I guess these kinds of cysts are common when shoes are too tight. But, I haven’t been able to wear shoes for a long time because of the size of this. The Dr said they could surgically remove it or drain it. When I was in the hospital a month ago, the Dr said they are also called Bible Cysts. The reason they call them that is because it use to be common practice to hit the cyst with a Bible since it was a big book and heavy back then. I told the neuro that I am not going to hit my foot with any kind of book and for sure not a Bible. Instead of just having a huge cyst on my foot, I would need a cast when I broke it lol. Since I already knew what it was and what the Dr’s said, I was thinking draining it would be the best option. I went onto Youtube to figure out if I could do it.
I found this information on A “Nation in Motion” In the “old days,” a condition called ganglion cysts was referred to as “Bible bumps,” because doctors would tell people to “just smash them with a Bible.” I don’t recommend that because there have been instances of people breaking bones in the wrist that way (turning a little problem into a big one!).
Ganglion cysts are the most common mass in the hand and wrist. They are usually found on the back of the wrist, but also can be found in many other places on the hand and wrist. Smaller cysts can look (or feel) like bumps; the larger ones can look or feel like bubbles, balloons, or balls under the skin.
- Here is the video for the book smash…… I watched this video and it was very helpful in me making the discussion to NOT hit my foot with a book, lol. But, some would be OK with that.
I came across a number of videos and one of them was the book way of doing things. My cyst was bigger than his though. I don’t know why I didn’t do this a long time ago. But, shoot, I have a lot of needles at my house since I’m on IV’s and use them a few times a day. Now, normally I just draw the fluid out of the viles and take the needle off. I never feel the needles going in unless it’s when my port access is changed each week. I took some of the numbing cream I use for my port access change and put it on the cyst. About 30 minutes later, I inserted the needle. With the cream, I didn’t feel a thing. It hurt much more to have it on my foot. But, about 30 minutes later, it was mostly gone and tonight when I took my bath with the hot water running on it, the rest of it is gone.
If you have a ganglion cyst. I would recommend this video. I found it incredibly helpful. He is actually a Dr, so this isn’t some crazy person. It’s about 20 minutes long, but worth your time. Out of all of the information I found, this is the best video.
All of the sites that I have gone to in order to figure out if there is a way to get rid of this thing without paying an arm and a leg. These are a few of the things that they have said that increase your risk of ganglion cysts include:
- Your sex and age. Ganglion cysts can develop in anyone, but they most commonly occur in women between the ages of 20 and 40.
- Osteoarthritis. People who have wear-and-tear arthritis in the finger joints closest to their fingernails are at higher risk of developing ganglion cysts near those joints.

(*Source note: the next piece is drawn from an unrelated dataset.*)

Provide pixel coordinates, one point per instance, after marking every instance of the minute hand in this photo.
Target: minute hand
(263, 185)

- Joint or tendon injury. Joints or tendons that have been injured in the past are more likely to develop ganglion cysts.
- Shoes– I got my cyst on the top of my foot because when I lace my shoes, they would be to tight. I may have to change how I tie my shoes.
On Mayo Clinics Website they shared this little tidbit, which I did take into account. But, since I’m on home health and have sterile things and syringes, I ignored the part where it says to NOT drain yourself at home. I have access to sterile supplies. If I didn’t have access, then I wouldn’t have done it the way I did. I did listen about beating it with a book though lol.
Mayo Clinics Warning: An old home remedy for a ganglion cyst consisted of “thumping” the cyst with a heavy object. This isn’t a good solution because the force of the blow can damage surrounding structures in your hand or foot. Also don’t try to “pop” the cyst yourself by puncturing it with a needle. This is unlikely to be effective and can lead to infection.